Le licenciement des jeunes animateurs de la mairie de Gennevilliers aura suscité un buzz médiatique tout au long de la semaine dernière. Plusieurs associations (CMF, CCIF, les indivisibles, les Indignés de la République, Banlieue Plus, Havre de Savoir…), citoyens et personnalités (tel que le rappeur Médine) ont alors décidé de protester suite à cette affaire, en lançant un appel : organiser un repas de rupture du jeûne devant la mairie. L’idée étant de partager un « moment de convivialité et de solidarité » entre citoyens, musulmans ou non, tout en exprimant un ras-le-bol et le refus de discrimination à l’encontre des personnes de confessions musulmanes.

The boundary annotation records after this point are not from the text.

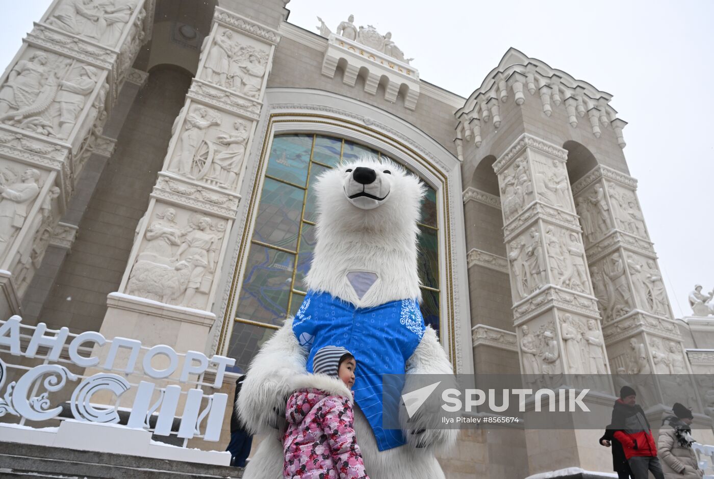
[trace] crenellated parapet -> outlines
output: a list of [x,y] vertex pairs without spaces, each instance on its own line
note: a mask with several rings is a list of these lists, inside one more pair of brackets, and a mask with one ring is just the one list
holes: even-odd
[[515,49],[508,50],[498,66],[486,75],[481,86],[455,113],[457,147],[463,148],[464,141],[481,146],[482,127],[491,121],[495,128],[501,126],[501,105],[511,96],[517,105],[540,102],[548,116],[555,109],[563,109],[570,126],[587,121],[595,138],[600,137],[603,128],[611,128],[620,148],[625,147],[622,130],[627,122],[618,119],[617,111],[610,105],[612,95]]

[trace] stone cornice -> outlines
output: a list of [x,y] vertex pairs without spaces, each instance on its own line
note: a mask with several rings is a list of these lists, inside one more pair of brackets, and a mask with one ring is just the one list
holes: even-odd
[[513,324],[518,326],[551,308],[600,318],[595,298],[551,285],[513,305]]
[[249,120],[257,121],[260,118],[261,102],[198,79],[193,79],[186,96],[200,103]]
[[508,273],[508,260],[493,253],[482,251],[474,248],[466,253],[466,261],[469,268],[473,265],[478,265],[500,273]]
[[213,21],[223,26],[273,45],[276,45],[280,41],[280,34],[277,30],[257,21],[249,20],[220,6],[216,7],[216,11],[213,13]]
[[506,149],[506,151],[493,163],[493,171],[496,174],[511,164],[526,148],[529,148],[545,153],[553,159],[565,161],[568,160],[568,150],[552,143],[524,133]]
[[76,238],[77,230],[79,229],[79,227],[74,225],[58,223],[57,226],[52,230],[52,236],[49,238],[50,245],[64,249],[70,249]]
[[161,172],[151,196],[174,204],[197,209],[205,213],[234,219],[241,201],[240,195]]
[[655,253],[654,248],[650,241],[638,238],[629,233],[612,230],[605,238],[588,246],[585,249],[588,263],[593,264],[599,261],[620,248],[623,248],[628,251],[640,254],[650,259],[657,259],[657,255]]
[[474,348],[484,345],[508,351],[518,351],[516,333],[485,324],[477,324],[471,328],[471,341]]
[[674,341],[681,341],[682,338],[674,320],[638,309],[603,326],[603,336],[608,344],[627,339],[641,331]]
[[637,189],[637,180],[632,176],[608,166],[598,165],[573,183],[573,196],[576,196],[601,178],[618,183],[630,190]]
[[476,201],[498,210],[501,209],[501,198],[496,195],[477,190],[471,186],[463,191],[463,195],[464,204],[468,201]]

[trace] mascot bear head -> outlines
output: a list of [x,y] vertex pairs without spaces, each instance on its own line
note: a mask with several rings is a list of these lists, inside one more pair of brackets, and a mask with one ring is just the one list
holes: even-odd
[[416,238],[425,191],[403,167],[373,156],[319,176],[308,288],[361,308],[421,300]]

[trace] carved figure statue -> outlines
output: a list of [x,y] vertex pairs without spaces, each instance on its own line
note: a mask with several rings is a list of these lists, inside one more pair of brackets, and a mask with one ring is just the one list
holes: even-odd
[[605,359],[603,357],[603,333],[598,328],[594,319],[588,320],[588,331],[583,333],[583,339],[588,343],[588,359],[590,374],[606,374]]
[[87,96],[96,85],[96,69],[92,66],[82,66],[79,78],[62,80],[55,96],[59,104],[59,133],[58,136],[67,138],[76,123],[79,114],[84,108]]
[[[355,16],[350,15],[347,17],[347,20],[346,21],[340,22],[340,24],[337,26],[337,29],[335,31],[335,33],[341,36],[344,36],[348,40],[356,40],[357,27],[356,27],[354,23],[353,23],[354,21]],[[321,21],[322,21],[321,20]]]
[[540,374],[540,365],[536,358],[538,341],[536,336],[531,334],[526,325],[521,327],[521,332],[523,333],[521,338],[521,353],[523,360],[523,374]]
[[647,351],[645,350],[645,345],[638,343],[637,339],[633,338],[630,340],[630,358],[628,367],[628,374],[650,374],[652,368],[650,367],[650,361],[647,358]]
[[203,77],[213,83],[226,86],[231,58],[233,54],[233,32],[223,30],[216,36],[214,45],[208,49],[208,56],[203,65]]
[[558,340],[551,331],[543,333],[545,345],[541,352],[543,374],[560,374],[560,353],[558,348]]
[[[73,35],[84,33],[87,36],[99,39],[94,24],[99,20],[99,16],[94,9],[94,0],[63,0],[54,13],[47,19],[47,24]],[[87,21],[91,24],[91,29],[84,26],[84,22]]]
[[241,92],[246,96],[258,98],[263,85],[263,76],[266,74],[266,66],[255,52],[248,54],[248,62],[238,66],[238,74],[242,82]]
[[575,210],[580,216],[580,226],[583,226],[583,233],[585,238],[590,243],[597,240],[597,221],[593,216],[593,211],[590,209],[591,203],[586,198],[578,198],[575,200]]
[[19,183],[0,184],[0,252],[24,224],[29,206],[40,192],[39,178],[39,171],[28,168]]
[[548,245],[548,259],[553,280],[557,286],[562,286],[565,274],[565,256],[568,255],[563,252],[560,239],[553,226],[545,229],[545,243]]
[[218,248],[216,244],[218,238],[211,232],[211,218],[203,217],[199,219],[196,228],[186,235],[183,242],[174,257],[175,261],[180,261],[182,256],[186,261],[191,258],[193,267],[188,278],[186,294],[181,302],[182,306],[188,306],[196,291],[202,286],[203,286],[202,289],[208,292],[208,288],[206,288],[206,285],[201,285],[201,281],[206,270],[208,273],[213,273],[215,271],[215,253]]
[[684,356],[677,351],[677,344],[670,343],[669,353],[667,355],[667,362],[670,365],[670,374],[687,374],[687,366],[684,362]]
[[183,123],[186,131],[181,135],[176,148],[178,153],[174,161],[173,171],[180,175],[193,178],[191,171],[191,166],[198,147],[206,136],[206,129],[209,126],[220,124],[220,119],[210,116],[208,109],[204,106],[199,106],[193,113],[188,114]]
[[652,312],[663,316],[668,316],[669,301],[667,299],[667,290],[665,288],[662,275],[657,270],[654,261],[647,260],[647,268],[644,273],[648,286],[648,299]]
[[159,219],[152,223],[144,233],[147,243],[141,252],[142,256],[144,253],[151,253],[166,260],[174,258],[176,248],[181,245],[178,238],[183,234],[176,222],[176,215],[173,208],[156,213]]
[[508,261],[513,273],[513,282],[516,283],[518,299],[525,298],[531,293],[531,286],[528,284],[529,273],[526,268],[525,260],[522,258],[525,246],[522,241],[511,241],[511,251],[508,253]]
[[704,294],[702,293],[702,285],[694,285],[694,290],[689,293],[689,306],[695,316],[708,316],[714,315],[714,305],[709,302],[714,298],[714,289]]
[[588,284],[588,273],[585,266],[585,248],[580,244],[576,233],[570,232],[565,240],[568,251],[568,267],[563,278],[563,284],[575,291],[585,292]]
[[528,231],[531,243],[526,248],[526,262],[528,266],[528,286],[533,292],[545,283],[545,258],[540,233],[535,228]]
[[246,154],[246,142],[248,131],[246,123],[236,121],[233,123],[236,133],[231,135],[221,135],[216,137],[218,143],[228,146],[213,156],[211,163],[213,171],[211,176],[217,179],[224,188],[230,188],[236,184],[238,175],[243,166],[243,158]]
[[657,338],[653,338],[650,346],[652,347],[652,362],[655,363],[655,373],[669,374],[669,359],[662,349],[662,342]]
[[9,116],[6,114],[11,110],[17,115],[18,111],[35,103],[50,74],[47,60],[47,55],[36,51],[12,68],[7,82],[0,89],[0,119]]
[[605,198],[605,190],[600,185],[595,185],[594,194],[588,197],[590,202],[597,208],[595,219],[598,229],[602,234],[609,231],[613,226],[610,221],[610,207]]
[[568,358],[568,372],[570,374],[585,372],[585,361],[580,354],[580,341],[582,333],[578,331],[578,325],[572,315],[563,315],[560,325],[560,337],[563,338],[565,358]]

Il est un peu plus de 20 heures, une foule afflue sur la place de l’hôtel de ville. Des tables sont mises à disposition, les plats confectionnés par chacun viennent les remplir tour à tour.  Les gens discutent entre eux, évoquent l’affaire du licenciement « c’est parti trop loin, c’est inadmissible », s’inquiète Hakim Bennuda, secrétaire générale de Banlieue Plus. « On est venu en tant que citoyenne, musulmane, Française… toutes les facettes de notre identité » expliquent Sonia  et Sumeja (responsable communication du CCIF). « C’est un moyen de montrer qu’on est solidaire, une source de mobilisation, on connaît nos droits aussi. C’est un moment sympathique, on partage un repas, de convivialité et de tolérance et il y aussi des non musulmans qui y participent » explique Sumeja. « On n’est pas moins productif quant on fait le Ramadan, le monde ne s’arrête pas pendant cette période. Que le gouvernement soit de gauche, de droite, jaune, tous s’accordent à taper sur les musulmans. Quand on tape sur les musulmans on a tout à gagner » expliquent-elles.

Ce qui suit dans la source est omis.